Although only six tracks are offered on “Area Keloza”, the majority of them sport longer running times than most found on previous albums. With the shortest track at eight-and-a-half minutes and the lengthiest stretching to twelve, the album gives listeners that much more square wave bang for their buck. Despite opting for longer pieces and fewer of them, Lingouf sticks to his stylistic guns, recasting the formula of his established work – chattering, overdriven beats versus rich atmospheric backing – with positive results. Despite the daunting prospect when faced with protracted, jittering tempests, listeners learn “Area Keloza” rarely becomes self-absorbed, only demanding.
Whilst opening track “Bioless Game” features cyberpunk fixture Kenji Siratori, this banality can be overlooked by scrutinizing Lingouf’s signature sound. From the outset, while Siratori mutters disturbingly in the background, a martial cadence drops in and out, and yawning spaces open to be filled with ambient noise. Scattered strains of breakcore emerge between the oppressive four-to-the-floor rhythms, which themselves are constantly tweaked, shifted and evolved. It soon becomes clear that, with such epic spans of time at his disposal, Lingouf has the luxury of allowing each composition to blossom and transform, stimulating growth and deconstruction through several distinct phases, even as the merciless beats drive them ever onward. “Xozpoqorpe” goes from initial breakbeats to verge on powernoise before swerving into atonal chaos and pumping rave synths, while “Filupoy” settles into its own rolling march even as bleeping acid electronics and some yelping lady vie for prominence.

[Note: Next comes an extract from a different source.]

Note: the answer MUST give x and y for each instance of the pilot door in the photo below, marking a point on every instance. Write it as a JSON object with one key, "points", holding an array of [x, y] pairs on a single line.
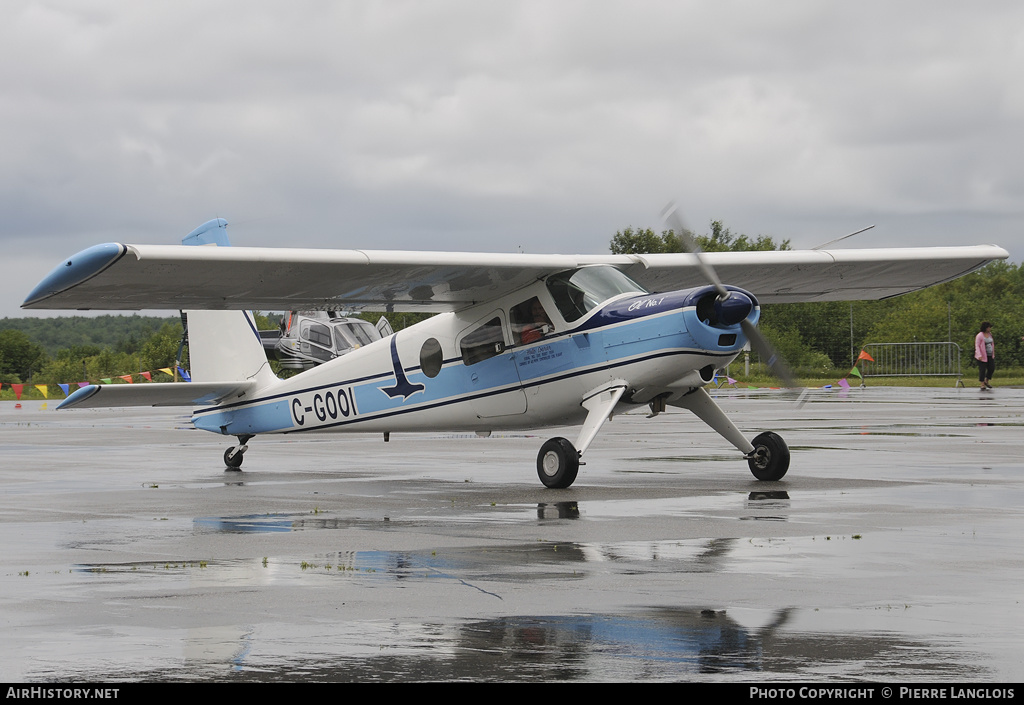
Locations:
{"points": [[492, 376]]}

“Area Keloza” derives from the distorted kick drum of hardcore techno, but the comparatively relaxed b.p.m. of “Harpman” and “Bioless Game” takes the genre’s presumed amphetamine pacing and slings it through a vat of hot fudge. Faster “Doyo” (think shrill, highly textured paranoia mixed with extensive breakdowns) and the crashing, white-knuckle title track are more typical. At once gooey and crunchy, the tracks never cease moving and morphing, building and breaking, as if Lingouf is toying with his audience’s curiosity. Significantly, voices are inserted and distorted to great effect throughout the album, a mischievous puppeteering of tortured human souls ensnared in unforgiving, machine-ravaged environments.